The probability distribution for Y with a fair coin is:

P(Y = k) = \begin{cases} 1/4 & \text{if } k = 0 \\ 1/2 & \text{if } k = 1 \\ 1/4 & \text{if } k = 2 \\ 0 & \text{otherwise} \end{cases}

Biased Coin Analysis

For a biased coin with probability p of heads:

Individual Outcome Probabilities:
- P(H) = p
- P(T) = 1 - p
Sample Space Probabilities:
- P(HH) = p × p = p²
- P(HT) = p × (1-p)
- P(TH) = (1-p) × p = p(1-p)
- P(TT) = (1-p) × (1-p) = (1-p)²
Distribution of Y:
- Y = 0: P(Y = 0) = P(TT) = (1-p)²
- Y = 1: P(Y = 1) = P(HT) + P(TH) = 2p(1-p)
- Y = 2: P(Y = 2) = P(HH) = p²

The probability distribution for Y with a biased coin is:

P(Y = k) = \begin{cases} (1-p)^2 & \text{if } k = 0 \\ 2p(1-p) & \text{if } k = 1 \\ p^2 & \text{if } k = 2 \\ 0 & \text{otherwise} \end{cases}

Verification

To verify our solution:

All probabilities are non-negative
The sum of probabilities equals 1:
- For fair coin: 1/4 + 1/2 + 1/4 = 1
- For biased coin: (1-p)² + 2p(1-p) + p² = 1

This demonstrates that both distributions are valid probability distributions.

Connection to Binomial Distribution

Both cases (fair and biased coin) are special cases of the binomial distribution with n = 2 trials and probability of success p.

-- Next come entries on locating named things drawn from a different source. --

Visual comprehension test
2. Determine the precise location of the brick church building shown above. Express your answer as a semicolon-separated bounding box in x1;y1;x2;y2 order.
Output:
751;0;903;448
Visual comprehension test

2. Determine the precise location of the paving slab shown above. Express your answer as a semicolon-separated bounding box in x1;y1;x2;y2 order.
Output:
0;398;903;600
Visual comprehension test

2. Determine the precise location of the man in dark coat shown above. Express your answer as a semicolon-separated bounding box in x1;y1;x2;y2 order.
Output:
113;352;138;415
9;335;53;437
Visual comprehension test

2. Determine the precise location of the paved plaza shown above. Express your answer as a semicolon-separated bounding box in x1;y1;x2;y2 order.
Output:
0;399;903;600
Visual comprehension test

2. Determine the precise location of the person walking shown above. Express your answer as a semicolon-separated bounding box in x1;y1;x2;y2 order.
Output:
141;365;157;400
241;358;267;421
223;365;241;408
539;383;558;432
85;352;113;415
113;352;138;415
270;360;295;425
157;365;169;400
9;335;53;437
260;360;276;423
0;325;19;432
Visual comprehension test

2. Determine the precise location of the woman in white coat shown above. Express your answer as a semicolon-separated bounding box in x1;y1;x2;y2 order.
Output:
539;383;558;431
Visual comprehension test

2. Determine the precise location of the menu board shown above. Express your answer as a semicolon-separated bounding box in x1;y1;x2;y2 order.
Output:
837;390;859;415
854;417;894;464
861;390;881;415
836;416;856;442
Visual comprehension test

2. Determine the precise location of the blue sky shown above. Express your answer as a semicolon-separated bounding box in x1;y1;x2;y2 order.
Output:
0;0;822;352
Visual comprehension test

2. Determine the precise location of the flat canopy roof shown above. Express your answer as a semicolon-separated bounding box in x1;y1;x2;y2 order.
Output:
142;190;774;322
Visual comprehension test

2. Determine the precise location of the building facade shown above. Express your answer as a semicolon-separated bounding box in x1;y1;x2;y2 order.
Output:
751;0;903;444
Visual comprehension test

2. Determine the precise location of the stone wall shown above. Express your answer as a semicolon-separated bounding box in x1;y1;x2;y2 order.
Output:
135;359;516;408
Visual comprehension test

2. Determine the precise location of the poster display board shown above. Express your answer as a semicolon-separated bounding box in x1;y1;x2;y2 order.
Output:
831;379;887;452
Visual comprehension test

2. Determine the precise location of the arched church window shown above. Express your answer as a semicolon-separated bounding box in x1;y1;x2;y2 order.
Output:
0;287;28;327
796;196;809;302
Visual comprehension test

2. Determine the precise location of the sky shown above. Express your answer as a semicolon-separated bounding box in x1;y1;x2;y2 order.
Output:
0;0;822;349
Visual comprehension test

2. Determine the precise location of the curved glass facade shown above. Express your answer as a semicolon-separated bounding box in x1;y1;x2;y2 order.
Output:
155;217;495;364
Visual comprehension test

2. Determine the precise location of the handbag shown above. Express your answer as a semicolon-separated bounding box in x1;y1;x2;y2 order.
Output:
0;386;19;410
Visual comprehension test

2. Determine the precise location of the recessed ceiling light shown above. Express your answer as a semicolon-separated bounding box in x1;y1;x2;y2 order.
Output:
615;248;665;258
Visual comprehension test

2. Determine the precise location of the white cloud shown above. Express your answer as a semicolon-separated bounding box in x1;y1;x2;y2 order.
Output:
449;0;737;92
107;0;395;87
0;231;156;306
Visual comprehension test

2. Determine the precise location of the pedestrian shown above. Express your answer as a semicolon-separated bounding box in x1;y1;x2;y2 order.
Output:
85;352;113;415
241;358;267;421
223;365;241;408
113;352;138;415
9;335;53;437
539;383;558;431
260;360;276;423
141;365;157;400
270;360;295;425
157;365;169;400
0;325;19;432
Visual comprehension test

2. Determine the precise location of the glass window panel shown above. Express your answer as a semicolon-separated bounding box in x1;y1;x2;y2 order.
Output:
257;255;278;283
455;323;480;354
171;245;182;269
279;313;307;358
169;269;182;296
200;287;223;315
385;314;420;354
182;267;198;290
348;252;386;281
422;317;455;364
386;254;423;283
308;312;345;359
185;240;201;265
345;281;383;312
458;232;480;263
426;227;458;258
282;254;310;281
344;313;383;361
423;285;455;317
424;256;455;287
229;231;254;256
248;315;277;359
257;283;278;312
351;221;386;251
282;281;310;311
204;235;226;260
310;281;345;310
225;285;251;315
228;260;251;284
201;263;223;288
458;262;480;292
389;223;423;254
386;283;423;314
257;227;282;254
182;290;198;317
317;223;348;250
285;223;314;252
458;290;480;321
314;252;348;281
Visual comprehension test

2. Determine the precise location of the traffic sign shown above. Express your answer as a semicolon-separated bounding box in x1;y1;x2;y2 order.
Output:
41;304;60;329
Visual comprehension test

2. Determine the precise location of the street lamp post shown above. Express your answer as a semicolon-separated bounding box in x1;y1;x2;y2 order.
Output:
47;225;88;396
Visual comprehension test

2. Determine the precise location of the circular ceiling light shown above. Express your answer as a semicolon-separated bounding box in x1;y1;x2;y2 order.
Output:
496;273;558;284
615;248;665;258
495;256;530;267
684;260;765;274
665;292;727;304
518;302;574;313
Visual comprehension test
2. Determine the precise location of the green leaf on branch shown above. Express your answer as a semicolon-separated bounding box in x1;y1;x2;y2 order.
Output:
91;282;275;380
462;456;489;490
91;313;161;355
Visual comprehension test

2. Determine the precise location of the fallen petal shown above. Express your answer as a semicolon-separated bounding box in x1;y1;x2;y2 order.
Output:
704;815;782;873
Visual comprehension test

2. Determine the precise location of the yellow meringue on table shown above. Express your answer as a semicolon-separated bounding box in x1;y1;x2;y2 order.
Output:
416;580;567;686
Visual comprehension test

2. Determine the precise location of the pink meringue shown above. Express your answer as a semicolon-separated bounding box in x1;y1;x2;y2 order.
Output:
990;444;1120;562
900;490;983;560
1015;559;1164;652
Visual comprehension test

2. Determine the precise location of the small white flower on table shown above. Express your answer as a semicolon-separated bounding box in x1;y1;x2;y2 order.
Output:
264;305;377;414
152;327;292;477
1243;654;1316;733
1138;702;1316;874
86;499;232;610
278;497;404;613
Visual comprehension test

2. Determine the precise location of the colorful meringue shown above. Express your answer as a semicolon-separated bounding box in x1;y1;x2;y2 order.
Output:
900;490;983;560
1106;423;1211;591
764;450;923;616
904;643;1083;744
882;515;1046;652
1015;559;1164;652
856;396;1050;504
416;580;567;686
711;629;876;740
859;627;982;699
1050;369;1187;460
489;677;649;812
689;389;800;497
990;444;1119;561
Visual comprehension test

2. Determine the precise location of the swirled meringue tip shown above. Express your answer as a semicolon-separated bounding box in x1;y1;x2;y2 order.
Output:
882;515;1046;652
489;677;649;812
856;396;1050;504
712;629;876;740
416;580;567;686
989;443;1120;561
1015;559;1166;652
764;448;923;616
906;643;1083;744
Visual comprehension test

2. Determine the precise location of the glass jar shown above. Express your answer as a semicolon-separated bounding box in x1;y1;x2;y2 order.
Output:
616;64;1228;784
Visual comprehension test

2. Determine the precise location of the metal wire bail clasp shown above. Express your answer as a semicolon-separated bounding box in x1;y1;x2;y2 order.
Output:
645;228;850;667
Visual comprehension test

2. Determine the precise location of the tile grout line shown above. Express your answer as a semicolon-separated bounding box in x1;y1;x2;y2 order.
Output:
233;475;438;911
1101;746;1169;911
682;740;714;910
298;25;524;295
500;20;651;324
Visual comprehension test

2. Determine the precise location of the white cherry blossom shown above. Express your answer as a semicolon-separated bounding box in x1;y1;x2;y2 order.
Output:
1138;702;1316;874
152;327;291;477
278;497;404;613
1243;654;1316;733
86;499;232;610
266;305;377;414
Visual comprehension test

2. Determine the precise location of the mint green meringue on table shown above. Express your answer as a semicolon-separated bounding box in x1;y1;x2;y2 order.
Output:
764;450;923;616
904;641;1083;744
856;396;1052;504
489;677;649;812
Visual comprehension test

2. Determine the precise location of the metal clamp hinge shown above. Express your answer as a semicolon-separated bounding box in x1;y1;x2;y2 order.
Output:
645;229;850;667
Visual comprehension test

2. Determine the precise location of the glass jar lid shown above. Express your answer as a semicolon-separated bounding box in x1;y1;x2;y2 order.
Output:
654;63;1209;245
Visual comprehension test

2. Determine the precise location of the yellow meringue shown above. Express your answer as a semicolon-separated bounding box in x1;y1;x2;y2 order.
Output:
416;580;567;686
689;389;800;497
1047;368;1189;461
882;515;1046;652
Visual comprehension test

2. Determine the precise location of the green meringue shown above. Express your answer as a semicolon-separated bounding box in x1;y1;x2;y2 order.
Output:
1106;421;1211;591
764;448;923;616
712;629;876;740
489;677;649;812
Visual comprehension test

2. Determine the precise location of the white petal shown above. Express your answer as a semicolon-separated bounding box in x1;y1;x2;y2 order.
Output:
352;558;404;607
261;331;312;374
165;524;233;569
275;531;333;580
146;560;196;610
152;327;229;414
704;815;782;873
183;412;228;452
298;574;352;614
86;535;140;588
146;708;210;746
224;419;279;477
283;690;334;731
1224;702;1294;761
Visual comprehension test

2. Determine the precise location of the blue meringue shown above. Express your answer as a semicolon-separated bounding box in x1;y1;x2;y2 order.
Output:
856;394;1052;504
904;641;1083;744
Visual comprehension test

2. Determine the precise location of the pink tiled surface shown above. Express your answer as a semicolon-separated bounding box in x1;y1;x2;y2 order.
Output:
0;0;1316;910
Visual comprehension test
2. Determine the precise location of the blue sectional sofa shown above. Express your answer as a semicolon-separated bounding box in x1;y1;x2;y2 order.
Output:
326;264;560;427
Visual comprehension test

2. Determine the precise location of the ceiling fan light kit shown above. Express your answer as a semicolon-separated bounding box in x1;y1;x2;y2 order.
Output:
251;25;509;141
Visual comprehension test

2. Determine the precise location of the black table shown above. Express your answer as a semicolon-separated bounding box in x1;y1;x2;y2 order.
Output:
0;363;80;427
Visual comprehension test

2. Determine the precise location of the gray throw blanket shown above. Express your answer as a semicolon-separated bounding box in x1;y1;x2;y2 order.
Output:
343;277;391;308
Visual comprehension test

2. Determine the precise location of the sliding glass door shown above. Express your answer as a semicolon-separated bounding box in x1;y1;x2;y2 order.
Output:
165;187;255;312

The binomial probability mass function is:

P(X = k) = \binom{n}{k}p^k(1-p)^{n-k}

where:

n = number of trials (2 in our case)
k = number of successes (0, 1, or 2 heads)
p = probability of success (heads) on each trial

For our cases:

Fair coin: p = 0.5
Biased coin: p ≠ 0.5

This explains why:

The coefficients (1, 2, 1) come from the combinations \binom{2}{k} for k = 0, 1, 2
The probabilities follow the pattern p^k(1-p)^{2-k}

Key Insights

The fair coin case (p = 0.5) is a special case of the biased coin distribution
The probability of exactly one head (Y = 1) is always 2p(1-p), which reaches its maximum of 1/2 when p = 0.5
The distribution is symmetric for a fair coin but becomes skewed for a biased coin
This example illustrates how the binomial distribution generalizes to n trials with probability p

From Bernoulli to Binomial Distribution

A random variable is a function that maps random outcomes (from a sample space) to real numbers. Example: mapping Heads→1, Tails→0.
A probability distribution assigns probabilities to the possible values of a random variable, such that: P(x) \geq 0 and sums/integrates to 1

Let’s explore two fundamental discrete distributions that model many real-world phenomena: the Bernoulli and binomial distributions.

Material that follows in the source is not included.